THE combined opposition and Prime Minister Imran Khan have awakened to the need for a stronger parliament, but those welcome realisations do not appear to have occurred for necessarily welcome reasons. First, the parliamentary opposition’s decision to combine forces. Primarily consisting of the PML-N and the PPP, the second- and third-largest parties in parliament, the combined opposition appears to be interested in putting up a united front against the PTI-led federal government on a number of issues. A tentative alliance, its purpose and scope have yet to be made clear, but it has immediately been interpreted by the PTI-led federal government as an attempt by the parties to get a so-called NRO; a move to derail the PTI’s governance, legislative and reforms agendas; or perhaps both. While figures within the PPP and the PML-N have alluded to the need for a new Charter of Democracy and sundry measures to strengthen the democratic order in the country, the timing of the combined opposition’s resurrection certainly raises a number of questions. Indeed, with the top PML-N leadership already under detention and the PPP struggling to fend off serious allegations of corruption against the party’s leadership, is the combined opposition meant to build legitimate political pressure on the PTI or seek legal and political relief for opposition leaders?

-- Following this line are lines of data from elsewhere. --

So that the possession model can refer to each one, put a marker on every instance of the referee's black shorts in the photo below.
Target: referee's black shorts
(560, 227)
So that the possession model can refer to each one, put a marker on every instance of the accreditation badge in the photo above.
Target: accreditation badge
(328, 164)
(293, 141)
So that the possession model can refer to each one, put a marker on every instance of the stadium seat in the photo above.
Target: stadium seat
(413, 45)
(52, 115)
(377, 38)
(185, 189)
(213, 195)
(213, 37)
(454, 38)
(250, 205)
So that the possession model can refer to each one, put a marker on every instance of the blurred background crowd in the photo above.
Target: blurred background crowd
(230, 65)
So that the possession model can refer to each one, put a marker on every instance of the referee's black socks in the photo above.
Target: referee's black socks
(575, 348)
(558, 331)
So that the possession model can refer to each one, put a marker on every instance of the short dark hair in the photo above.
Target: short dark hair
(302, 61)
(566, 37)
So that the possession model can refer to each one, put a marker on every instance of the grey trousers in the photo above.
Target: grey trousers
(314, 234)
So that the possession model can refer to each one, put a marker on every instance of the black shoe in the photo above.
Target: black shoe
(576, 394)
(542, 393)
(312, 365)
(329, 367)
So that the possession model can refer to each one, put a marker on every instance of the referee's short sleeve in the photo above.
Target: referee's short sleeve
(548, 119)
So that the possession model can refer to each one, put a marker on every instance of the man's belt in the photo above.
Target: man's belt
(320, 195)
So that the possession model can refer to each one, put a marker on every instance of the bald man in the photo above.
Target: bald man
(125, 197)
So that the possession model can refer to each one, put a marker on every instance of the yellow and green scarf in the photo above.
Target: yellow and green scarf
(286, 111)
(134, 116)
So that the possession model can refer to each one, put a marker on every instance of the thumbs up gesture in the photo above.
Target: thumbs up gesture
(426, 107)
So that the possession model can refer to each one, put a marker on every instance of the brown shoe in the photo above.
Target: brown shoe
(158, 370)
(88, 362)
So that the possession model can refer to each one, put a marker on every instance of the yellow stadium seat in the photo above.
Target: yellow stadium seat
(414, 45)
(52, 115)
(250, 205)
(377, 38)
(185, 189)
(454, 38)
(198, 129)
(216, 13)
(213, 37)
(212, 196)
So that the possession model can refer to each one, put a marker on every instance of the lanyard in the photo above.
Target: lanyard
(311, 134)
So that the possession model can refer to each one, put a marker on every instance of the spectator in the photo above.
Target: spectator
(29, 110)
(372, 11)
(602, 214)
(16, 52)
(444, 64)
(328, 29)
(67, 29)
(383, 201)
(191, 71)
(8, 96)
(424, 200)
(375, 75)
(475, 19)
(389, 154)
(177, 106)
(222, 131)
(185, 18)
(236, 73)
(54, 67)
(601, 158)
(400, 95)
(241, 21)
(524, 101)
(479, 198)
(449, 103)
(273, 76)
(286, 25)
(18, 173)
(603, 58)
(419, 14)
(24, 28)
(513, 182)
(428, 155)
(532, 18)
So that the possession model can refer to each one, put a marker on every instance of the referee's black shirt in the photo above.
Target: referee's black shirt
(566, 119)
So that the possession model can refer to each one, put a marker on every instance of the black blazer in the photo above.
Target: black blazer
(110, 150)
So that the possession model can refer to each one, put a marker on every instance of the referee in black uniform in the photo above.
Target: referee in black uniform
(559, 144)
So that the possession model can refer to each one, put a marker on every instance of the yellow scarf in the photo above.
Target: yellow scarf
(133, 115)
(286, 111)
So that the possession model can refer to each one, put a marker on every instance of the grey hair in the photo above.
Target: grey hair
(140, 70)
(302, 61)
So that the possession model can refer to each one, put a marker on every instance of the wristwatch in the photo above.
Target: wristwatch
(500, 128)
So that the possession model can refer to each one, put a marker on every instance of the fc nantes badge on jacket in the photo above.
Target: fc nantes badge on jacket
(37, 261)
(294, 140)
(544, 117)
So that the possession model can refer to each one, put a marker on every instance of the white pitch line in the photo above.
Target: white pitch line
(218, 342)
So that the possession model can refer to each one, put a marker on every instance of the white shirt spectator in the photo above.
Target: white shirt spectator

Perhaps, however, Prime Minister Khan’s strategy to try and defend the honour and sanctity of parliament needs reconsidering too. In a blistering pair of tweets on Tuesday, the prime minister denounced the opposition for staging frequent walkouts in parliament, which tends to trigger a quorum count and a suspension of the parliamentary session. Mr Khan is partially right — the opposition’s enthusiasm for the walkout option has frequently disrupted the current parliament’s proceedings. But the prime minister was mostly wrong. To begin with, there is the irony of the prime minister tweeting about parliament from presumably the Prime Minister’s Office or residence, a stone’s throw away — could Mr Khan not make the short journey to parliament to make his point? Perhaps Mr Khan does not want to give the opposition an opportunity to heckle him and create rowdy scenes in parliament; however, he does appear to have forgotten his pledge to regularly attend the Assembly sessions and hold twice monthly, UK-style Prime Minister’s Questions. Also overlooked by the prime minister is the PTI’s own role in the parliamentary impasse: PTI MNAs and ministers themselves often appear uninterested in the functioning of parliament.
Between the opposition’s self-interested strategising and Mr Khan’s lacerating comments, there is the very real possibility of the public at large losing faith in the democratic project in the country. When politicians do not seem able or willing to look beyond personal and party interests, democracy can quickly erode. It is hoped that the opposition and government will reconsider their respective approaches.